Monday, September 4, 2017

A Dickens Detour - The Old Curiosity Shop


It is no small thing, when they, who are so fresh from God, love us.
― Charles Dickens, Master Humphrey’s Clock


The Old Curiosity Shop, the fourth published novel by Charles Dickens was first released in serial form from April 1840 until January 1841 and then all together in a book format in 1841 by Chapman & Hall of London.

It first appeared in the weekly publication, Master Humphrey’s Clock along with various short stories and essays which Dickens wrote and edited. It became evident, however, by the 7th edition that the present day public - all avid Dickens readers - were solely attracted to the publication by the ongoing The Old Curiosity Shop. During the publication life of Master Humphrey’s Clock, two novels originated as short stories that developed into novels — The Old Curiosity Shop and Barnaby Rudge.

For who can wonder that man should feel a vague belief in tales of disembodied spirits wandering through those places which they once dearly affected, when he himself, scarcely less separated from his old world than they, is for ever lingering upon past emotions and bygone times, and hovering, the ghost of his former self, about the places and people that warmed his heart of old?
― Charles Dickens, Master Humphrey’s Clock


The publication Master Humphrey’s Clock opened with an introductory frame story which featured Master Humphrey — a lonely bachelor living in London, who acts as a narrator, describing himself and his close group of friends and their love of telling stories. Master Humphrey wrote and then hid his manuscripts in an old grandfather clock in a chimney corner of his house.
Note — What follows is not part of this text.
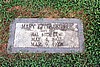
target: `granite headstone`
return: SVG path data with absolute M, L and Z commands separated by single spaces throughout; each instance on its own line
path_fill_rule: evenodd
M 76 18 L 16 18 L 7 49 L 8 53 L 83 52 L 83 24 Z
He decided one day to start a club with his small circle of friends in which they would each be involved in reading their manuscripts aloud. Some of the stories from the club Master Humphrey’s Clock and the mirror club from Humphrey’s kitchen - Mr. Weller’s Watch - brought back characters from The Pickwick Papers. Two such characters included Mr. Pickwick, the hero of The Pickwick Papers and his much beloved manservant, Sam Weller, along with Master Humphrey’s maid and a barber.

To conceal anything from those to whom I am attached, is not in my nature. I can never close my lips where I have opened my heart.
― Charles Dickens, Master Humphrey’s Clock

The Old Curiosity Shop follows the life of the beautiful young orphan Nell Trent and her maternal grandfather, who live in an old “olds and ends” antique shop in London and is thought to have been set around the time of the mid-1820s.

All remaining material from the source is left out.